Last week, factory deflation continued for the 27th straight month, while consumer prices rose a scant 0.1 per cent. A deflationary economy is one where consumers will hold back from spending on the expectation goods will be cheaper later, hurting growth and investments.
As the main driver of Australia’s export income, a deflationary, low-growth environment in China will flow through to the Australian currency.
These twin factors, pushing in opposite directions, have combined to put continued downward pressure on the dollar.
“We’re at levels now when Paul Keating made his Banana Republic speech in 86,” Warren Hogan economic advisor to Judo Bank said.
“The only time the Aussie dollar against the US dollar has been weaker has been in extraordinary circumstances, whether it’s the start of the pandemic, whether it’s the GFC or whether it was the tech boom at the turn of the century, when the whole world thought we were an old economy. with commodities that nobody was interested in.
“We are at alarming levels on our currency.”
Inflationary impact a concern for RBA
The clamour for interest rate relief continues to grow, and markets have raised their forecast for a February cut to 75 per cent, but Hogan believes that to do so would be premature and possibly damage the RBA’s credibility.
“The RBA will be looking at the rise in the US 10-year bond and say, ‘that’s telling us that the markets are concerned’,” Mr Hogan said.
“There’s more inflation, more growth over there that’s going to have a positive impact on Australian inflation and growth.”

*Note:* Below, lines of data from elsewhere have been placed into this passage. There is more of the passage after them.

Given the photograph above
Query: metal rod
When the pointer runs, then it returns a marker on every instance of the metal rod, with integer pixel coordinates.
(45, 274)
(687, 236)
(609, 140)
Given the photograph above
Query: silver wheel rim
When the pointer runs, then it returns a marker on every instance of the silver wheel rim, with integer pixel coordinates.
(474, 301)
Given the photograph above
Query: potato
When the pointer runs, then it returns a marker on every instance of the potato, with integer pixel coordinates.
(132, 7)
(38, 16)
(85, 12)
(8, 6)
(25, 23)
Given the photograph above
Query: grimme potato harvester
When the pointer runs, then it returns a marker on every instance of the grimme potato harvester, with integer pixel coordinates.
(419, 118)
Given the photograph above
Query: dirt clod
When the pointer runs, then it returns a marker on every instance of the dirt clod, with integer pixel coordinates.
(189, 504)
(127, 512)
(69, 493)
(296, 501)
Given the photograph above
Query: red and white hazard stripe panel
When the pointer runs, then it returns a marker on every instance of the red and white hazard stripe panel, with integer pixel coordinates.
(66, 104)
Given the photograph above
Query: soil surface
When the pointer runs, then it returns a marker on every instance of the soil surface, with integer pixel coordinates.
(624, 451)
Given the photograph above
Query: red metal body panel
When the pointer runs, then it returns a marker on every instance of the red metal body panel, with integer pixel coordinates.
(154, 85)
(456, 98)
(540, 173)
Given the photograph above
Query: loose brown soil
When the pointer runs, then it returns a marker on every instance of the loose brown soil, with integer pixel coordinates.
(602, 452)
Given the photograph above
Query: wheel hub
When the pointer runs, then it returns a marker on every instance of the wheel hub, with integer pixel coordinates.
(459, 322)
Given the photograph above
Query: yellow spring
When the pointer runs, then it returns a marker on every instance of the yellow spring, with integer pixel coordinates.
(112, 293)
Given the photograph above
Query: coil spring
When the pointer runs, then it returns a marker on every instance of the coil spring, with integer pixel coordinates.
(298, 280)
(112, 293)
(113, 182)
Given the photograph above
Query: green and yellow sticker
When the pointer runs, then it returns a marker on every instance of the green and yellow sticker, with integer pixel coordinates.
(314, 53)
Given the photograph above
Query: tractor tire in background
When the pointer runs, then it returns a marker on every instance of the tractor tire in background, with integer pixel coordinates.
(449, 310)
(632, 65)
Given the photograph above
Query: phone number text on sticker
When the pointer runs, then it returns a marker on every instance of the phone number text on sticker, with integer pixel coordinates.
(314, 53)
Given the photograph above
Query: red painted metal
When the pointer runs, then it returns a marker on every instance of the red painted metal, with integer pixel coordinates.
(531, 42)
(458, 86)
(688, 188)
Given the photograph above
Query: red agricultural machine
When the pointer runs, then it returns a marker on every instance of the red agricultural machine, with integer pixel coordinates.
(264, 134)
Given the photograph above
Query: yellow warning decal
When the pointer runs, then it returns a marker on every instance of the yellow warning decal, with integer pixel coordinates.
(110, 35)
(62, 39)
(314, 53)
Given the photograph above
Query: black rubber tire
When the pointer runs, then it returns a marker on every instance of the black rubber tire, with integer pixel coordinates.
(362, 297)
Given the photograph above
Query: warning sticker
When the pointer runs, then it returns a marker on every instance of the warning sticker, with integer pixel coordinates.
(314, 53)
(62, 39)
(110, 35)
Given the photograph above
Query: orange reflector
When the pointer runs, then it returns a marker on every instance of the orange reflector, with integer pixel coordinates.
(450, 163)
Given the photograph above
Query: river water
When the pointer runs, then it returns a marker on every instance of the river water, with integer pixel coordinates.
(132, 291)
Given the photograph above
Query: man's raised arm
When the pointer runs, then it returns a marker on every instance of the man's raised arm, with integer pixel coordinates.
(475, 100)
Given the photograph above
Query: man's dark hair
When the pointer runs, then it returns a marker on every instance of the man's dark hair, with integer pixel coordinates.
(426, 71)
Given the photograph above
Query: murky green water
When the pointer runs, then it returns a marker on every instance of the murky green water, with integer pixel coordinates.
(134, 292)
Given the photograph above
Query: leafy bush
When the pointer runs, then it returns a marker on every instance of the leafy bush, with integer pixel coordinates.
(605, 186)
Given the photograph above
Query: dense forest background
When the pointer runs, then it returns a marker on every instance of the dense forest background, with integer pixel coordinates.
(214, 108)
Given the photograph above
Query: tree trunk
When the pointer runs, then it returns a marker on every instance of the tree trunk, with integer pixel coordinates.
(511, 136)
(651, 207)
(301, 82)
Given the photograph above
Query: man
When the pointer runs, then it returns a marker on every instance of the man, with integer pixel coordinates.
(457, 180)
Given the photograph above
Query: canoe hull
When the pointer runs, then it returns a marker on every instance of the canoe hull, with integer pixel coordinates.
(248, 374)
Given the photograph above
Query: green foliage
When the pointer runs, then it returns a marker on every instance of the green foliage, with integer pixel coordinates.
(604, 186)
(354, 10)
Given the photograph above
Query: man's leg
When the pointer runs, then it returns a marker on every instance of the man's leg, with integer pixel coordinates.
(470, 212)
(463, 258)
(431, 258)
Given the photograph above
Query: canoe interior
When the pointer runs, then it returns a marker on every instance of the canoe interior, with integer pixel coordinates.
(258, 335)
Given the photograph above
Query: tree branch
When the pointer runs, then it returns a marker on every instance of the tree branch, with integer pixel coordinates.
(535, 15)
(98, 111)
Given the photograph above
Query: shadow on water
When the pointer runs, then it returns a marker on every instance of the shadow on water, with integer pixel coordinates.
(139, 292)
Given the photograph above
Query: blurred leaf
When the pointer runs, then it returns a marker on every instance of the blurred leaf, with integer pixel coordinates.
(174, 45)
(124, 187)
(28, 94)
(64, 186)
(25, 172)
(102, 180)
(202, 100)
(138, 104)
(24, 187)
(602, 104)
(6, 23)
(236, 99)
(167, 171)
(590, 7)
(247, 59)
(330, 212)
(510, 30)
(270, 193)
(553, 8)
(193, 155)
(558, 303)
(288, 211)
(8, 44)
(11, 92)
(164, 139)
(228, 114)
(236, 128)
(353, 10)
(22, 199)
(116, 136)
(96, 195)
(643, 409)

That international inflation is one concern, but at the level of the Australian dollar, imported inflation becomes even more of a problem.
“The weakness in the currency is not just against the US dollar but against a range of currencies,” he said.
“A lower currency is going to create more inflation pressure in the economy because the cost of imported goods goes up.
“I’ve been speaking to a lot of retailers, and because demand in the economy is actually okay, importers are passing on the currency impact.”
Christian Baylis, chief investment officer of Fortlake Asset Management and a former RBA economist, shares a similar view, citing the fall against the euro as another concern.
“The currency assumptions in the RBA’s forecasts are well out of the money,” he said.
“None of this helps the RBA, especially when you have an unemployment rate near multi-decade lows.”
Mr Baylis and Mr Hogan both believe that a major risk for Governor Michele Bullock is celebrating a disinflation victory too soon, then being forced to hike rates, or rapidly change its tune.
“There is a big chorus for interest rate cuts but the labour market is the party stopper,” he said.
“The RBA won’t want to fall into the same trap as the Federal Reserve, celebrating victory when the same fundamental patterns are happening in both our labour markets.”
Mr Hogan pulled no punches, saying the inflationary rise was too great.
“The worst case scenario, as I see it, is that they cut in February and then they are forced into a humiliating reversal and have to start hiking again in the second half of the year.
“That damage to Australia’s and the RBA’s credibility will potentially cost us, as a community, billions of dollars over the years ahead in a weaker and weaker currency and higher interest rates. I think it’s madness.”